Iowa State Student Wellness Assistant Director Brian Vanderheyden said the program is called the Tap Room because it helps people on campus make room to tap into themselves.
"(It is) creating an intentional space for people to focus on their mental health," he said.
Vanderheyden said rooms are requested by staff, faculty and students to be set up in a pop-up shop fashion. Then peer wellness educators and student ambassadors put together activities for the room, which will be available anywhere from two to eight hours.
"(The room is) where we can go and really transform any space like a lounge space or eating room, and create it into a tap room space that people can request," he said.

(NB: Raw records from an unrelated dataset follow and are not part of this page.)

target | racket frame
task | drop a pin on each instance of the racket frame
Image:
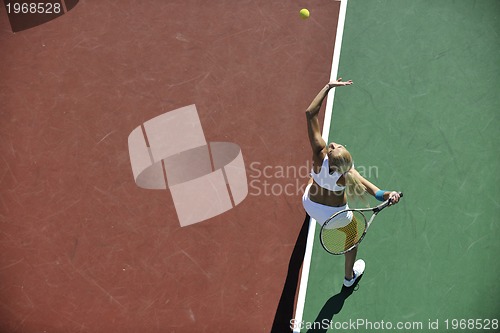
(375, 210)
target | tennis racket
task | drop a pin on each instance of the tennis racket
(344, 230)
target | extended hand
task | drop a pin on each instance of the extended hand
(394, 197)
(339, 83)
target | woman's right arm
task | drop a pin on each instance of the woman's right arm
(313, 127)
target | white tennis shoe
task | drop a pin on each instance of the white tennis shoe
(359, 269)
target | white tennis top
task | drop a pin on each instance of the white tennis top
(325, 179)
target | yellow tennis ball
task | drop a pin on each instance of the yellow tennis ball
(304, 13)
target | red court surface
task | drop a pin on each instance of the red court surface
(82, 248)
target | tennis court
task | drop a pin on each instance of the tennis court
(83, 248)
(422, 117)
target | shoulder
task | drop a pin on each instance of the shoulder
(318, 159)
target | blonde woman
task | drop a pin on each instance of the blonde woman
(334, 179)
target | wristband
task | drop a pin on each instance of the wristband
(380, 195)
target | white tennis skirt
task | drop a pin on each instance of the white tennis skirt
(321, 213)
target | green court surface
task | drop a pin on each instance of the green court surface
(422, 117)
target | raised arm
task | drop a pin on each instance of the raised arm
(313, 127)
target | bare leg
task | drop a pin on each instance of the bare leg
(350, 258)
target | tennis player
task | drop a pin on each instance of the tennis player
(334, 179)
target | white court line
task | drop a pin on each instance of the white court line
(299, 311)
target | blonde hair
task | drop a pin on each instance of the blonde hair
(354, 188)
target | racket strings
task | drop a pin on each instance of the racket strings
(340, 240)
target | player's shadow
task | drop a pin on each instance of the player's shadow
(284, 312)
(332, 307)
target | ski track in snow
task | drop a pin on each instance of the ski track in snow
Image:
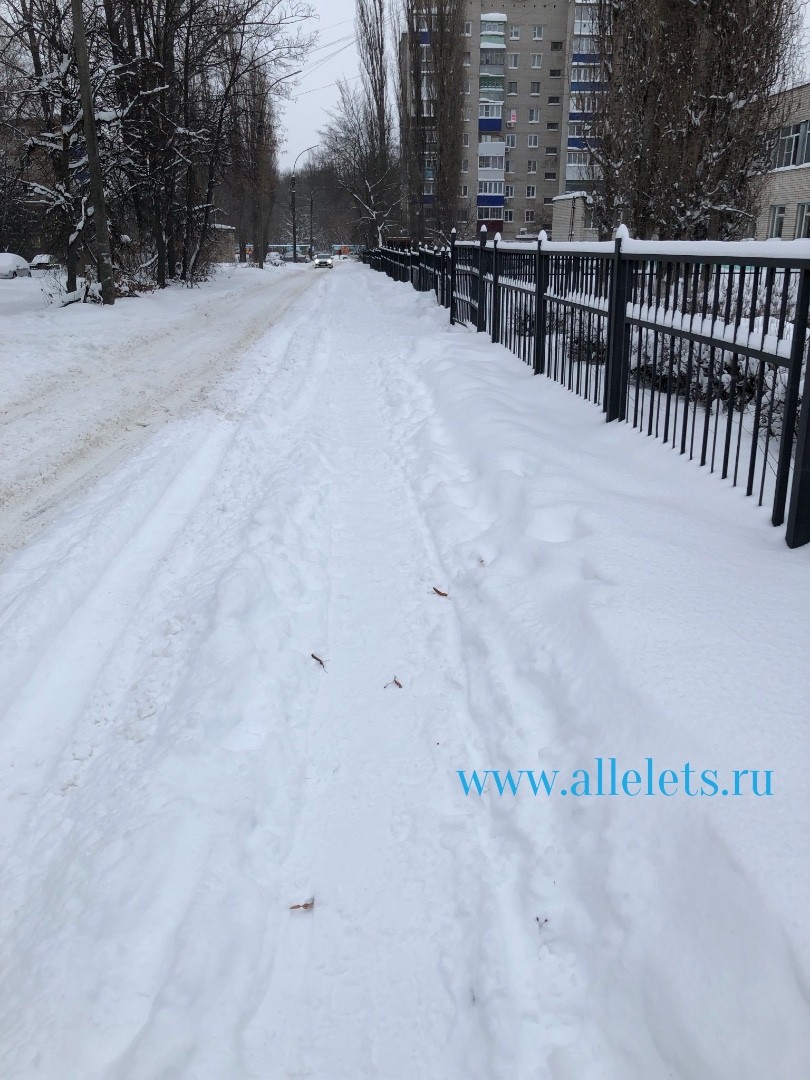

The room allows students or faculty to take some time out during the day to learn and practice research-based strategies in the space and take an intentional break from the day.
The relaxation and stress-reduction exercises that are taught in the room include guided meditation, biofeedback, light and aroma therapy, using self-massage canes, mind puzzles, journaling exercises and creative therapy.
Vanderheyden said the research behind stress and its effect on students is the main reason they teach these exercises.
"Stress, from our data at Iowa State, is consistently reported (as an) impediment for academic learning," he said. "Helping people learn some evidence-based research strategies and things they can, not only do in the space, but in their own homes."
Some of the tap rooms are geared specifically toward staff and faculty only, or for students only, he said. For student-only tap rooms, the goal is to use peer-to-peer assistance so students can work together and also connect other students to mental health resources on campus.
A long-term goal for the student wellness department is creating permanent tap rooms into each college or specific popular areas to create greater accessibility and availability for campus resources.
Not only that, Vanderheyden said spreading these rooms around campus could help break the stigma of mental health and seeking support.
"It will reduce barriers and also produce opportunities," he said. "If it's in the environment, it becomes normative."
Vanderheyden said mental health or wellness space for students are becoming a popular initiative across the United States due to the open dialogue about mental illness and particularly -- stress.
"Stress is a big conversation nationally and this is one small step as many as we are rolling out and introduce to campus, that is really focused on producing results," he said.